Quais as diferenças entre farinha de milho e Fubá?

Sim, existem diferenças entre farinha de milho e fubá.

Parece uma dúvida boba e não é. Li em um dos primeiros resultados do Google sobre diferenças entre farinha de milho e fubá dizia que eram a mesma coisa e que podiam facilmente ser usados como substitutos um do outro.

Até dá. Porém, como bem sabem os bons cozinheiros, o diabo mora nos detalhes.

Este é um daqueles textos que podem ser de mera curiosidade ou salva vidas, se você está em uma dessas situações:

  • planejou mal a dispensa e viu que faltava um dos dois na hora do preparo da receita;
  • sempre teve dúvidas se é impressão sua aquela ligeira diferença de textura
  • quer planejar melhoras as próximas compras e otimizar tanto custos quanto a qualidade das suas receitas;

Sem mais delongas, vamos aos fatos!

Entenda o que é farinha de milho e fubá

Se você quer entender as diferenças entre os dois, na prática, recomendo que avance para a próxima seção deste post. Nesta parte do conteúdo, vou aprofundar um pouco na origem dos termos e das diferenças entre o que é dito sobre eles no sentido técnico e no sentido cultural (que é o que mais importa na culinária, e logo vai entender o motivo).

Antes de mais nada, é interessante pontuar que — para a ANVISA — fubá e farinha de milho são a mesma coisa: o produto obtido da moagem do grão de milho. A agência até faz uma nota considerando a farinha de milho flocada e biju como outros produtos. Mas, no fundo, é tudo farinha1.

Porém, entre o que define a ANVISA e os detalhes sobre como as coisas são feitas, há um mundo de distância.

O que é fubá

Assim como uma quantia enorme de palavras empregadas na culinária brasileira, o fubá é um termo com origem africana2. Para ser mais específico, da língua Quimbundo (de Angola)3 e significa, simplesmente, “farinha”. Ou seja, aquele produto que botemos passamos algum grão por um moinho.
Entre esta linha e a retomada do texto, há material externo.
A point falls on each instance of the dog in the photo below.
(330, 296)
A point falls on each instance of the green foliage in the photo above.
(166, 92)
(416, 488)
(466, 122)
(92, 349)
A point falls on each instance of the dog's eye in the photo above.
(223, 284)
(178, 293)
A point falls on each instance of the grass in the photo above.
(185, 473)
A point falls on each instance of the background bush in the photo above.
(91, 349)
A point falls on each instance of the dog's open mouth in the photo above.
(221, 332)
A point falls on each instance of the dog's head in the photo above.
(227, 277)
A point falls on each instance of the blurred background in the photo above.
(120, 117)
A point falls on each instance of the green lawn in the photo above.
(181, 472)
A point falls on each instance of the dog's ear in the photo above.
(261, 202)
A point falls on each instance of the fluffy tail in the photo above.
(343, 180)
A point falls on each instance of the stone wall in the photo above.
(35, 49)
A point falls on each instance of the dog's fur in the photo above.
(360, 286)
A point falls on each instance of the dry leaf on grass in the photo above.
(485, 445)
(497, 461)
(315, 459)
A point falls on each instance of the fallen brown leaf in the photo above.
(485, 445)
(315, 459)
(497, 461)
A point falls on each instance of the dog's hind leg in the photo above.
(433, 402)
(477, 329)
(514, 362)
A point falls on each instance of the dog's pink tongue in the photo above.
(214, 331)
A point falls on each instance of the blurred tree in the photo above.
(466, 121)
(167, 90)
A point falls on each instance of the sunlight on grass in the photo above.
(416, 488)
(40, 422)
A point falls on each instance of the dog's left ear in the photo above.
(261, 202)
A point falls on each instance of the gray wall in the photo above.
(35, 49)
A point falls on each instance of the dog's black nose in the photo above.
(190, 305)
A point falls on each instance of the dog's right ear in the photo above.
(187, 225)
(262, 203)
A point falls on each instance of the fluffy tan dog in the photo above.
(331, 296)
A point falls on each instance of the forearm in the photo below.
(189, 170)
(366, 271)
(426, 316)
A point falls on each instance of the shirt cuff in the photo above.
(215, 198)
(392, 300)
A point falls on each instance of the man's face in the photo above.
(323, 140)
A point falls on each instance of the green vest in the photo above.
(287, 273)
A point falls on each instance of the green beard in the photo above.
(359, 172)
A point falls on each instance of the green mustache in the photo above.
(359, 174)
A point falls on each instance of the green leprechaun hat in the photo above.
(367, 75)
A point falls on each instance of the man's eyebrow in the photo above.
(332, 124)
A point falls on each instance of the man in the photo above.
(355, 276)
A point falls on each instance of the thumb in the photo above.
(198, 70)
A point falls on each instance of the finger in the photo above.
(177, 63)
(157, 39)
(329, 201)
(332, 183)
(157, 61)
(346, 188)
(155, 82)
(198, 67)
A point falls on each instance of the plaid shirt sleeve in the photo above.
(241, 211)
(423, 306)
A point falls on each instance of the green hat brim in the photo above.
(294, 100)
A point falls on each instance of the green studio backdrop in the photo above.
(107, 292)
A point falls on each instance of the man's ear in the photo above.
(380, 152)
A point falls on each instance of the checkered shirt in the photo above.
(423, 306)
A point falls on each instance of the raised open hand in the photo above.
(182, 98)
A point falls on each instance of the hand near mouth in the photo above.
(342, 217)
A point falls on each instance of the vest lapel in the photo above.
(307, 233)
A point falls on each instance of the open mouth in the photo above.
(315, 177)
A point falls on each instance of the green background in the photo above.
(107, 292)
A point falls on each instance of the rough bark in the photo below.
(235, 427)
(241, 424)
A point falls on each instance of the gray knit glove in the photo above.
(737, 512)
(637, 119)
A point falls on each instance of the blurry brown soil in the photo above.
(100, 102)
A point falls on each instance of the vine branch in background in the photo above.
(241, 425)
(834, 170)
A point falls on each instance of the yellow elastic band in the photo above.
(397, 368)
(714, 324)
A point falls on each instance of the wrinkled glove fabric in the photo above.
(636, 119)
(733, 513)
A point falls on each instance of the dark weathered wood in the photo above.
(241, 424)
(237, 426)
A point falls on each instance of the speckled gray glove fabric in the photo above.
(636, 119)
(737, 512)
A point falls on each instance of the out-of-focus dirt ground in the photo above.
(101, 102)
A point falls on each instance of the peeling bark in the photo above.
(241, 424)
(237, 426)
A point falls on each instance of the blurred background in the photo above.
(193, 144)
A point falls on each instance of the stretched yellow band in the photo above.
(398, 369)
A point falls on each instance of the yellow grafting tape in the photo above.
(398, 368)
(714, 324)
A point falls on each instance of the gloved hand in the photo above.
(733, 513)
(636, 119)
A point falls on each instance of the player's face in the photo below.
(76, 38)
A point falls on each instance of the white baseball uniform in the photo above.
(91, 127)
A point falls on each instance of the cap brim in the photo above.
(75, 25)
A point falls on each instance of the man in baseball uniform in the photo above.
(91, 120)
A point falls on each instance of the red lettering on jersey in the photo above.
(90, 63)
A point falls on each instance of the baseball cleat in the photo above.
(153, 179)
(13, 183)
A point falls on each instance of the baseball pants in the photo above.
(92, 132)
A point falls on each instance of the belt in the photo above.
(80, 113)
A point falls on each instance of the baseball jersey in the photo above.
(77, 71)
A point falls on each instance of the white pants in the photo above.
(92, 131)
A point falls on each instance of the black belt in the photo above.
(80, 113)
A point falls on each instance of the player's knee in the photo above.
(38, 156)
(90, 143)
À diferença de hoje o fubá e a farinha na realidade não eram feitos de milho. Nosso querido grão amarelado tem origem aqui nas américas e demorou séculos para chegar na África. Foi durante a era das navegações portuguesas que o milho chegou em Angola.

Até então, fubá designava farinhas feitas basicamente de sorgo ou painço (sim, o do passarinho, também chamado de milheto).

Como milho foi durante séculos o principal grão produzido no Brasil, caiu de (ao menos por aqui) virar sinônimo dele moído. Tanto o é que, em muitas regiões do nosso país, você pode pedir ‘fubá’ em um empório ou casa de rações e receber um punhado de milho moído — que pouco tem a ver com um ingrediente prático na cozinha.

O fubá que compramos no mercado é então uma versão do ‘milho moído’ tão bem moído que possa ser usado em receitas de pães e bolos, por exemplo. E ele se divide em alguns tipos:

  • a sêmola ou semolina (de milho): é a versão de moagem mais grossa, muito utilizada para algumas receitas bem específicas como broas, cereais matinais e salgadinhos. Dá aquele ‘tchan’ estético quando você quer que fique aparente na receita;
  • o fubá tradicional: é a versão de moagem média, que fornece uma consistência mais firme e ao mesmo tempo um sabor mais acentuado de milho fresco em receitas. É bem utilizado em receitas como a polenta, o angu, também costuma ser utilizado em broas e para empanar;
  • e o fubá mimoso: que a versão mais fina, que vai ser utilizado quando você ainda quer um preparo que absorva bastante líquido e ainda assim tenha uma textura mais delicada. É muito usada em bolos, pães, biscoitos e mingau, por exemplo.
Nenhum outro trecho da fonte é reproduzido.